AGC2: adding level estimation option (RMS or peak-based).
This CL makes possible to choose the level estimation for the adaptive
digital GC of AGC2. The options are RMS (default and currently used
estimator) and peak-based (already computed, but not used).

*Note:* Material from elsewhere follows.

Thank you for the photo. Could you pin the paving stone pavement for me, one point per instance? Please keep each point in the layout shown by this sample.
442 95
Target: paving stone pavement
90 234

Besides adding the new AGC2 config param for the level estimator, this CL
also refactors the config class by making it more structured.
Bug: webrtc:7494
Change-Id: I20eb558ca50f13536aa7bdea08d21de3b630f8bc
Reviewed-on: https://webrtc-review.googlesource.com/c/110144
Commit-Queue: Alessio Bazzica <alessiob@webrtc.org>
Reviewed-by: Alex Loiko <aleloi@webrtc.org>
Cr-Commit-Position: refs/heads/master@{#25620}
diff --git a/modules/audio_processing/BUILD.gn b/modules/audio_processing/BUILD.gn
index a244c84..91ed7fd 100644
--- a/modules/audio_processing/BUILD.gn
+++ b/modules/audio_processing/BUILD.gn
@@ -429,6 +429,7 @@
"agc2:biquad_filter_unittests",
"agc2:fixed_digital_unittests",
"agc2:noise_estimator_unittests",
+ "agc2:rnn_vad_with_level_unittests",
"agc2:test_utils",
"agc2/rnn_vad:unittests",
"test/conversational_speech:unittest",
diff --git a/modules/audio_processing/agc2/BUILD.gn b/modules/audio_processing/agc2/BUILD.gn
index 18f2d78..22fd9db 100644
--- a/modules/audio_processing/agc2/BUILD.gn
+++ b/modules/audio_processing/agc2/BUILD.gn
@@ -27,6 +27,7 @@
":gain_applier",
":noise_level_estimator",
":rnn_vad_with_level",
+ "..:api",
"..:apm_logging",
"..:audio_frame_view",
"../../../api:array_view",
@@ -58,6 +59,7 @@
":gain_applier",
":noise_level_estimator",
":rnn_vad_with_level",
+ "..:api",
"..:apm_logging",
"..:audio_frame_view",
"../../../api:array_view",
@@ -257,6 +259,18 @@
]
}
+rtc_source_set("rnn_vad_with_level_unittests") {
+ testonly = true
+ sources = [
+ "vad_with_level_unittest.cc",
+ ]
+ deps = [
+ ":rnn_vad_with_level",
+ "..:audio_frame_view",
+ "../../../rtc_base:rtc_base_tests_utils",
+ ]
+}
+
rtc_source_set("test_utils") {
testonly = true
visibility = [
diff --git a/modules/audio_processing/agc2/adaptive_agc.cc b/modules/audio_processing/agc2/adaptive_agc.cc
index 795b8b5..a5d3608 100644
--- a/modules/audio_processing/agc2/adaptive_agc.cc
+++ b/modules/audio_processing/agc2/adaptive_agc.cc
@@ -26,8 +26,12 @@
}
AdaptiveAgc::AdaptiveAgc(ApmDataDumper* apm_data_dumper,
- float extra_saturation_margin_db)
- : speech_level_estimator_(apm_data_dumper, extra_saturation_margin_db),
+ const AudioProcessing::Config::GainController2& config)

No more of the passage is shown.